Tanto adultos como crianças podem fazer uso de muletas ou outros recursos de apoio, seja por um período determinado ou de forma permanente. Os modelos de muletas variam de acordo com as diferentes formas de apoio, por isso o ideal é que cada caso seja analisado levando sempre em consideração a força e a resistência muscular, necessidades de uso, bem como as características posturais do usuário. Alguns profissionais têm preferência pelo modelo axilar, outros pelo canadense. ”Certas crianças podem apresentar uma postura inadequada usando a muleta axilar, porém outras podem não ter força e resistência suficiente para usar a canadense”, ressalta a fisioterapeuta. E complementa: “É possível também iniciar pelo uso do modelo axilar e, conforme a criança ganhe mais controle de tronco e força, evoluir para o canadense”.

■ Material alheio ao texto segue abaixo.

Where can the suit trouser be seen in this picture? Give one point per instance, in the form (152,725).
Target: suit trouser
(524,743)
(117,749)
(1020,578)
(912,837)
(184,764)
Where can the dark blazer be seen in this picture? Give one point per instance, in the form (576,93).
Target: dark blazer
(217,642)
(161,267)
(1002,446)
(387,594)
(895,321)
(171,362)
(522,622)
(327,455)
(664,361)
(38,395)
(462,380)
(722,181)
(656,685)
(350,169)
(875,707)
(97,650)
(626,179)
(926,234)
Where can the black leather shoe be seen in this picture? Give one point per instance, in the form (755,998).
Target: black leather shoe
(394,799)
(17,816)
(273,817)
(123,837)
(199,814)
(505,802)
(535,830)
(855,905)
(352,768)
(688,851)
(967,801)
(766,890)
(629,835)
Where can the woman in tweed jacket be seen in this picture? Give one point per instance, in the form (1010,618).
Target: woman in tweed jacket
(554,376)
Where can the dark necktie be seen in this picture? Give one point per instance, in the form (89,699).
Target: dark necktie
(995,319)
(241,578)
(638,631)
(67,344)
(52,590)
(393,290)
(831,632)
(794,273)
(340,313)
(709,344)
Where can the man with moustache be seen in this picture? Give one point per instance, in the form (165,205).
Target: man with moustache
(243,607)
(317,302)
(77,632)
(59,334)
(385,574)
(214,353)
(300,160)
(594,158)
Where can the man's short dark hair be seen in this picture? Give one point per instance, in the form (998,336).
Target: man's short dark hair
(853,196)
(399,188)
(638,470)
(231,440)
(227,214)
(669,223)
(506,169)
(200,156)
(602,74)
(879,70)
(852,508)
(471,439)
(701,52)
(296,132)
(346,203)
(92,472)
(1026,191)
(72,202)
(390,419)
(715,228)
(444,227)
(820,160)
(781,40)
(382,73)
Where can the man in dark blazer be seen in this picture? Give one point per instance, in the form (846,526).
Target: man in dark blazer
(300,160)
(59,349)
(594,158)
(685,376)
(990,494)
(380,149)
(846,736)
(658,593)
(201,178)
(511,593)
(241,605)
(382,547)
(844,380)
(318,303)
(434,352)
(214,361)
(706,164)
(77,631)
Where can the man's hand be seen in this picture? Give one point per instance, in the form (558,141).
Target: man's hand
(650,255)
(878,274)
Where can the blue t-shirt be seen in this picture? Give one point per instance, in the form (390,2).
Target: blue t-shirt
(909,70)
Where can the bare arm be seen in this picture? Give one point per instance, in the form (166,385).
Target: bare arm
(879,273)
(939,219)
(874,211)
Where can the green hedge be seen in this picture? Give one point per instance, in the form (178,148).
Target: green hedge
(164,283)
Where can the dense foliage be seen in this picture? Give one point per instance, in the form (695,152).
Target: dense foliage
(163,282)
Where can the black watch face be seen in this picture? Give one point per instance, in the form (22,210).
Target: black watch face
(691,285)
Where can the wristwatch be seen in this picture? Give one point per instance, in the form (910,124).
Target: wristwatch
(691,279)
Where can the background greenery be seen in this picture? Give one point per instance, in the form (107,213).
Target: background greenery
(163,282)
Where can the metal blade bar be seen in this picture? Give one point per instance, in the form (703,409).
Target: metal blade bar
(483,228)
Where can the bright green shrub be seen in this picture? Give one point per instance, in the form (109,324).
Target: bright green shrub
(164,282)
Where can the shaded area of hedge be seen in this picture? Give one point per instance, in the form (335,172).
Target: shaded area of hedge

O uso das muletas de forma inadequada pode gerar problemas posturais de difícil correção. De acordo com Regis Severo, fisioterapeuta que atua na área de Pesquisa e Desenvolvimento da Mercur, os produtos precisam estar adequados à anatomia das crianças. “Muitos modelos infantis possuem apenas a altura reduzida, no entanto, é importante que, além da altura, a muleta esteja adequada a outras características corporais, como o comprimento e a circunferência do braço, antebraço e mão, que são regiões de apoio durante o uso da muleta”.

É fundamental que os ajustes iniciais de altura e a maneira mais adequada de se locomover com as muletas sejam orientados por um profissional de saúde especializado. “A adequação destes dispositivos é muito importante para o desenvolvimento de uma marcha mais segura e para prevenção de alterações posturais e desconfortos”, complementa Regis.